# Introduction to Chainer¶

This is the first section of the Chainer Tutorial. In this section, you will learn about the following things:

- Pros and cons of existing frameworks and why we are developing Chainer
- Simple example of forward and backward computation
- Usage of links and their gradient computation
- Construction of chains (a.k.a. “model” in most frameworks)
- Parameter optimization
- Serialization of links and optimizers

After reading this section, you will be able to:

- Compute gradients of some arithmetics
- Write a multi-layer perceptron with Chainer

## Core Concept¶

As mentioned on the front page, Chainer is a flexible framework for neural networks. One major goal is flexibility, so it must enable us to write complex architectures simply and intuitively.

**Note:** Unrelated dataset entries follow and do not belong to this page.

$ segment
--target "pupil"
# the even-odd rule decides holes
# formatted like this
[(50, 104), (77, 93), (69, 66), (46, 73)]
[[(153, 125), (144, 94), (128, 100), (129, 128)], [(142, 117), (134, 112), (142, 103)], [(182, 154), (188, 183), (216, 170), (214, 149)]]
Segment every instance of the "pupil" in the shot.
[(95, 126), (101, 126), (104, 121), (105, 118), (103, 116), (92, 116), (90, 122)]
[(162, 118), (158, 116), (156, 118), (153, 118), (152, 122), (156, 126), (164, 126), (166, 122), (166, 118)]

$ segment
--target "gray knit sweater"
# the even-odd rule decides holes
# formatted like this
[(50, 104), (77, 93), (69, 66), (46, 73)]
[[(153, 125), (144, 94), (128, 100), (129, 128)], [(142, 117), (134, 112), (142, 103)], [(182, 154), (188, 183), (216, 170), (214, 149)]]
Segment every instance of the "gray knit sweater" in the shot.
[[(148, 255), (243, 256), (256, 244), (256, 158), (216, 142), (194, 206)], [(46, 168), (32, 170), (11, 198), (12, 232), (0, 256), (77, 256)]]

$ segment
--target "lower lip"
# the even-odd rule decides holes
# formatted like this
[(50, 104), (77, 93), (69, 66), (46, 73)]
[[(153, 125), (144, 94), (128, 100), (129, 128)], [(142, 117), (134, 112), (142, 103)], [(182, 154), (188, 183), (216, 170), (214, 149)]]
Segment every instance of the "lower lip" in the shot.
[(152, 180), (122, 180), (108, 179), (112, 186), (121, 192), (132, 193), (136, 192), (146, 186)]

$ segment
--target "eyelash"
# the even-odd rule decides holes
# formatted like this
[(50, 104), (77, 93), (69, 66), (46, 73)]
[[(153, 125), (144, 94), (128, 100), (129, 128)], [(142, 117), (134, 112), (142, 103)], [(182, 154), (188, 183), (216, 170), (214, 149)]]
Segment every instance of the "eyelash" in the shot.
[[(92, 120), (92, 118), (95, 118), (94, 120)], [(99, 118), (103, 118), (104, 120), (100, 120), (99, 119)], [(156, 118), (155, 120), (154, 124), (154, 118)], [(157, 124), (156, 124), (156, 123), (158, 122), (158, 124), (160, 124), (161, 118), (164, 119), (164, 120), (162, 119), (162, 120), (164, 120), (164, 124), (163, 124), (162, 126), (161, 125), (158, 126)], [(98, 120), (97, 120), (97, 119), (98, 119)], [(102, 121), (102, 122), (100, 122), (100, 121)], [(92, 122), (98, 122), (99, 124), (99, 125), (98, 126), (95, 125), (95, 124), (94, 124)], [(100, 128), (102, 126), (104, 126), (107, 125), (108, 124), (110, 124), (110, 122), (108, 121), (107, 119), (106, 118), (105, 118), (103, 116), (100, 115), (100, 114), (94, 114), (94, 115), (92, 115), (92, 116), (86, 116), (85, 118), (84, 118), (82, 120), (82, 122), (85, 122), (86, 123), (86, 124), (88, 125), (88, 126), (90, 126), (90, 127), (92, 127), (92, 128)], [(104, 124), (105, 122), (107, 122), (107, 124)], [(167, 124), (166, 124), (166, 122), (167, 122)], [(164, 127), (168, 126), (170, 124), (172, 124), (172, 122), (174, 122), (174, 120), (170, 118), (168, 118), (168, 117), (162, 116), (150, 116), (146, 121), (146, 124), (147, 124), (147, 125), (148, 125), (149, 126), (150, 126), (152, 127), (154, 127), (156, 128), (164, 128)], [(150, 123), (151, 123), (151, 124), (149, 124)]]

Most existing deep learning frameworks are based on the **“Define-and-Run”** scheme.
That is, first a network is defined and fixed, and then the user periodically feeds it with mini-batches.
Since the network is statically defined before any forward/backward computation, all the logic must be embedded into the network architecture as *data*.
Consequently, defining a network architecture in such systems (e.g. Caffe) follows a declarative approach.
Note that one can still produce such a static network definition using imperative languages (e.g. torch.nn, Theano-based frameworks, and TensorFlow).

In contrast, Chainer adopts a **“Define-by-Run”** scheme, i.e., the network is defined on-the-fly via the actual forward computation.
More precisely, Chainer stores the history of computation instead of programming logic.
This strategy enables us to fully leverage the power of programming logic in Python.
For example, Chainer does not need any magic to introduce conditionals and loops into the network definitions.
The Define-by-Run scheme is the core concept of Chainer.
We will show in this tutorial how to define networks dynamically.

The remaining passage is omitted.